Republicans refuted the bill as a gimmick and political ploy by Democrats who they inferred have no vested interest in the betterment of Latino youth.

“This is a quintessential political move by the Democrats,” Del Bacarro said. What about the shattered dreams of the 60 percent of Latinos in Los Angeles who dropped out of high school? Why are they creating a program for citizens not in our country, when the Latinos and African Americans in L.A. can’t get an education in the schools they’re already in.”

An audience member who gave only his first name of Arturo, chimed in, and asked what purpose an education would serve an immigrant who’s citizenship would remain the same, and therefore, be ineligible for a job.

“This issue is so controversial, because everybody’s hurting,” said Michelle Rivas, a board member of the Twin Rivers Unified School District. “Families are hurting financially, so when it’s portrayed that some kids are getting preferential treatment, it upsets some. We should help kids if they’re eligible to go to school because I don’t believe they want special treatment, just equal access.”

Miryam Barajas, the California Republican Party deputy finance director, took the opportunity to emphasize the importance of electing more Latino Republicans.

She said once a Latino sees another Latino sitting on a school board with the title of Republican, and sees that elected official is fighting for the children, it will encourage others to do the same.

“The bottom line is this,” said Del Baccaro after nearly an hour of conversation. “Most Latinos came here to escape poverty and escape government. And now our government is prohibiting them from getting an education and allowing them to prosper.”

Steve Hayes February 27, 2012 at 02:11 AM
Here are some - 1. Reagan was a serial tax raiser. 2. Reagan nearly tripled the federal budget deficit. 3. Unemployment soared after Reagan’s 1981 tax cuts. 4. Reagan grew the size of the federal government tremendously. 5. Reagan did little to fight a woman’s right to choose. 6. Reagan was a “bellicose peacenik.” 7. Reagan gave amnesty to 3 million undocumented immigrants. 8. Reagan illegally funneled weapons to Iran. 9. Reagan vetoed a comprehensive anti-Apartheid act. 10. Reagan helped create the Taliban and Osama Bin Laden. and here are some details http://thinkprogress.org/politics/2011/02/05/142288/reagan-centennial/?mobile=nc
Cathy P. February 27, 2012 at 03:21 PM
Thank you Steve, couldn't have said it better myself ;D
Brash Brazen February 27, 2012 at 10:02 PM
Apparently Newt was too busy pointing toward the border to address this small group.

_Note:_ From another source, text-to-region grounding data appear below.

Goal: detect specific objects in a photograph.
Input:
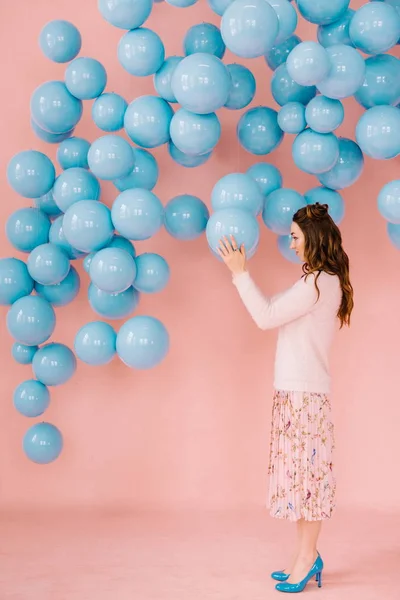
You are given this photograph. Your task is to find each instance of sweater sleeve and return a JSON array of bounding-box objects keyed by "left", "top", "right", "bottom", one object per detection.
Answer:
[{"left": 231, "top": 271, "right": 319, "bottom": 330}]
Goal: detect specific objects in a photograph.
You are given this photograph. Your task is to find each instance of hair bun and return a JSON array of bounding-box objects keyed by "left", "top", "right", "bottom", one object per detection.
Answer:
[{"left": 306, "top": 202, "right": 329, "bottom": 220}]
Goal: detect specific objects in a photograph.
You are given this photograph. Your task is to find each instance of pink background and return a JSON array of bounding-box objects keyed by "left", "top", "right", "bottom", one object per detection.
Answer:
[{"left": 0, "top": 0, "right": 399, "bottom": 515}]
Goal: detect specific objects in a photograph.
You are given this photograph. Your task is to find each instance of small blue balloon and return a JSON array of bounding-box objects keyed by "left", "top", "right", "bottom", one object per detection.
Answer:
[
  {"left": 387, "top": 222, "right": 400, "bottom": 250},
  {"left": 57, "top": 137, "right": 90, "bottom": 170},
  {"left": 305, "top": 96, "right": 344, "bottom": 133},
  {"left": 265, "top": 35, "right": 301, "bottom": 71},
  {"left": 112, "top": 188, "right": 164, "bottom": 240},
  {"left": 12, "top": 343, "right": 38, "bottom": 365},
  {"left": 84, "top": 253, "right": 95, "bottom": 273},
  {"left": 183, "top": 22, "right": 225, "bottom": 58},
  {"left": 114, "top": 148, "right": 158, "bottom": 192},
  {"left": 164, "top": 194, "right": 209, "bottom": 240},
  {"left": 277, "top": 102, "right": 306, "bottom": 134},
  {"left": 30, "top": 81, "right": 82, "bottom": 134},
  {"left": 206, "top": 208, "right": 260, "bottom": 259},
  {"left": 211, "top": 173, "right": 264, "bottom": 215},
  {"left": 304, "top": 186, "right": 345, "bottom": 224},
  {"left": 65, "top": 57, "right": 107, "bottom": 100},
  {"left": 355, "top": 105, "right": 400, "bottom": 160},
  {"left": 27, "top": 243, "right": 70, "bottom": 285},
  {"left": 88, "top": 134, "right": 135, "bottom": 180},
  {"left": 14, "top": 380, "right": 50, "bottom": 418},
  {"left": 297, "top": 0, "right": 350, "bottom": 25},
  {"left": 170, "top": 109, "right": 221, "bottom": 155},
  {"left": 318, "top": 137, "right": 364, "bottom": 190},
  {"left": 168, "top": 142, "right": 213, "bottom": 168},
  {"left": 6, "top": 208, "right": 50, "bottom": 253},
  {"left": 32, "top": 343, "right": 76, "bottom": 386},
  {"left": 377, "top": 180, "right": 400, "bottom": 224},
  {"left": 7, "top": 295, "right": 56, "bottom": 346},
  {"left": 292, "top": 130, "right": 339, "bottom": 174},
  {"left": 124, "top": 95, "right": 174, "bottom": 148},
  {"left": 237, "top": 107, "right": 284, "bottom": 155},
  {"left": 118, "top": 27, "right": 165, "bottom": 76},
  {"left": 349, "top": 2, "right": 400, "bottom": 54},
  {"left": 89, "top": 247, "right": 137, "bottom": 293},
  {"left": 224, "top": 64, "right": 256, "bottom": 110},
  {"left": 74, "top": 321, "right": 117, "bottom": 366},
  {"left": 317, "top": 9, "right": 355, "bottom": 47},
  {"left": 7, "top": 151, "right": 55, "bottom": 199},
  {"left": 263, "top": 188, "right": 305, "bottom": 235},
  {"left": 34, "top": 189, "right": 62, "bottom": 218},
  {"left": 107, "top": 234, "right": 136, "bottom": 257},
  {"left": 207, "top": 0, "right": 234, "bottom": 15},
  {"left": 49, "top": 215, "right": 87, "bottom": 260},
  {"left": 166, "top": 0, "right": 198, "bottom": 6},
  {"left": 0, "top": 258, "right": 34, "bottom": 305},
  {"left": 98, "top": 0, "right": 153, "bottom": 29},
  {"left": 354, "top": 55, "right": 400, "bottom": 109},
  {"left": 277, "top": 234, "right": 302, "bottom": 264},
  {"left": 116, "top": 315, "right": 169, "bottom": 369},
  {"left": 31, "top": 119, "right": 74, "bottom": 144},
  {"left": 62, "top": 200, "right": 114, "bottom": 252},
  {"left": 35, "top": 265, "right": 80, "bottom": 307},
  {"left": 53, "top": 168, "right": 100, "bottom": 212},
  {"left": 316, "top": 44, "right": 366, "bottom": 100},
  {"left": 271, "top": 63, "right": 317, "bottom": 107},
  {"left": 246, "top": 162, "right": 283, "bottom": 197},
  {"left": 133, "top": 253, "right": 170, "bottom": 293},
  {"left": 286, "top": 41, "right": 330, "bottom": 86},
  {"left": 266, "top": 0, "right": 298, "bottom": 45},
  {"left": 39, "top": 19, "right": 81, "bottom": 63},
  {"left": 88, "top": 283, "right": 140, "bottom": 319},
  {"left": 92, "top": 93, "right": 128, "bottom": 131},
  {"left": 153, "top": 56, "right": 183, "bottom": 103},
  {"left": 23, "top": 422, "right": 63, "bottom": 464}
]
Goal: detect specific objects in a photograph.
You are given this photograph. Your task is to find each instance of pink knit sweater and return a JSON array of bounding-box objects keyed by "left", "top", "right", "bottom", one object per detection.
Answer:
[{"left": 232, "top": 270, "right": 342, "bottom": 393}]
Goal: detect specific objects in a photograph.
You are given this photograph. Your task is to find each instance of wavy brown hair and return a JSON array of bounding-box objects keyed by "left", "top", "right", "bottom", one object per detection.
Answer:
[{"left": 293, "top": 202, "right": 354, "bottom": 328}]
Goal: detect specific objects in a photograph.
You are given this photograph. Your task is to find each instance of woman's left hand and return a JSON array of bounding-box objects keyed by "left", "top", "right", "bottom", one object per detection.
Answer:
[{"left": 217, "top": 235, "right": 247, "bottom": 276}]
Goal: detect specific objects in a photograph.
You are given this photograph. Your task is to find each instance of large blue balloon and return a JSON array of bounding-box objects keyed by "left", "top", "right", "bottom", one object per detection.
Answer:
[
  {"left": 221, "top": 0, "right": 279, "bottom": 58},
  {"left": 89, "top": 247, "right": 137, "bottom": 293},
  {"left": 171, "top": 53, "right": 231, "bottom": 114},
  {"left": 355, "top": 105, "right": 400, "bottom": 160},
  {"left": 65, "top": 57, "right": 107, "bottom": 100},
  {"left": 27, "top": 243, "right": 70, "bottom": 285},
  {"left": 297, "top": 0, "right": 350, "bottom": 25},
  {"left": 206, "top": 208, "right": 260, "bottom": 259},
  {"left": 237, "top": 107, "right": 284, "bottom": 155},
  {"left": 263, "top": 188, "right": 305, "bottom": 234},
  {"left": 7, "top": 151, "right": 55, "bottom": 199},
  {"left": 124, "top": 95, "right": 174, "bottom": 148},
  {"left": 12, "top": 343, "right": 38, "bottom": 365},
  {"left": 266, "top": 0, "right": 297, "bottom": 45},
  {"left": 286, "top": 41, "right": 330, "bottom": 86},
  {"left": 305, "top": 96, "right": 344, "bottom": 133},
  {"left": 49, "top": 215, "right": 87, "bottom": 260},
  {"left": 112, "top": 188, "right": 164, "bottom": 240},
  {"left": 277, "top": 234, "right": 302, "bottom": 264},
  {"left": 170, "top": 109, "right": 221, "bottom": 155},
  {"left": 31, "top": 119, "right": 74, "bottom": 144},
  {"left": 211, "top": 173, "right": 264, "bottom": 215},
  {"left": 32, "top": 343, "right": 77, "bottom": 386},
  {"left": 377, "top": 180, "right": 400, "bottom": 224},
  {"left": 164, "top": 194, "right": 209, "bottom": 240},
  {"left": 317, "top": 9, "right": 355, "bottom": 47},
  {"left": 118, "top": 28, "right": 165, "bottom": 76},
  {"left": 387, "top": 222, "right": 400, "bottom": 250},
  {"left": 183, "top": 23, "right": 225, "bottom": 58},
  {"left": 354, "top": 55, "right": 400, "bottom": 109},
  {"left": 88, "top": 283, "right": 140, "bottom": 319},
  {"left": 39, "top": 19, "right": 81, "bottom": 63},
  {"left": 14, "top": 380, "right": 50, "bottom": 418},
  {"left": 92, "top": 93, "right": 128, "bottom": 131},
  {"left": 349, "top": 2, "right": 400, "bottom": 54},
  {"left": 318, "top": 137, "right": 364, "bottom": 190},
  {"left": 271, "top": 63, "right": 317, "bottom": 106},
  {"left": 74, "top": 321, "right": 117, "bottom": 366},
  {"left": 265, "top": 35, "right": 301, "bottom": 71},
  {"left": 7, "top": 295, "right": 56, "bottom": 346},
  {"left": 224, "top": 64, "right": 256, "bottom": 110},
  {"left": 57, "top": 137, "right": 90, "bottom": 170},
  {"left": 0, "top": 258, "right": 34, "bottom": 305},
  {"left": 98, "top": 0, "right": 153, "bottom": 29},
  {"left": 133, "top": 253, "right": 170, "bottom": 293},
  {"left": 116, "top": 316, "right": 169, "bottom": 369},
  {"left": 114, "top": 148, "right": 158, "bottom": 192},
  {"left": 168, "top": 141, "right": 213, "bottom": 168},
  {"left": 34, "top": 189, "right": 62, "bottom": 218},
  {"left": 62, "top": 200, "right": 114, "bottom": 252},
  {"left": 53, "top": 167, "right": 100, "bottom": 212},
  {"left": 277, "top": 102, "right": 306, "bottom": 134},
  {"left": 153, "top": 57, "right": 183, "bottom": 103},
  {"left": 6, "top": 208, "right": 50, "bottom": 253},
  {"left": 292, "top": 130, "right": 340, "bottom": 174},
  {"left": 35, "top": 265, "right": 80, "bottom": 307},
  {"left": 30, "top": 81, "right": 82, "bottom": 134},
  {"left": 88, "top": 134, "right": 135, "bottom": 180},
  {"left": 23, "top": 422, "right": 63, "bottom": 464},
  {"left": 316, "top": 44, "right": 366, "bottom": 99},
  {"left": 304, "top": 186, "right": 345, "bottom": 224},
  {"left": 246, "top": 162, "right": 282, "bottom": 197}
]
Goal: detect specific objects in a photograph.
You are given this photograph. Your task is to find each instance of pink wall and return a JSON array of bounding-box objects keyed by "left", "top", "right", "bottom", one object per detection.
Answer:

He was busier than a set of jumper cables at a Puerto Rican wedding !!!
Robert Moreno February 28, 2012 at 06:36 AM
Do you think Democrats have defined what a "Latino voter" is? Who really gives a rats behind? I am certain both parties at one time said "Hey what about the Hispanic vote they are a growing population!" That is such a minor issue to bring to the table. I am totally disgusted that discussions and questions like; why we were allowed to lose our financial reputation and why couldn't the House could not come to an agreement on the budget? Why was our country held financially hostage for their own political party purposes instead of them looking at the big picture and the pride of our country? Where was the discussion and questions about putting more people to work and why did the House shoot down the jobs bill act? What are we going to do to ensure not only the Hispanic child get good education but all kids. 'No kid gets left behind" was a total joke, ask any school teacher! I am disspointed that the question was not something along the lines as; "What do we need to do to ensure the middle class is not overlooked this time with a Republican President?" or maybe "What do you know about the tax bill that Republicans have been working so hard to keep and everyone says it benefits only the rich?' Ask a question that will educate and empower, not one that instigates and deflects the real issues! nuff said Robert Moreno
Cathy P. February 28, 2012 at 03:33 PM
"Ask a question that will educate and empower..." ------------------------------------------------------------------------------------- "Divide & conquer" Robert, That's the game they play.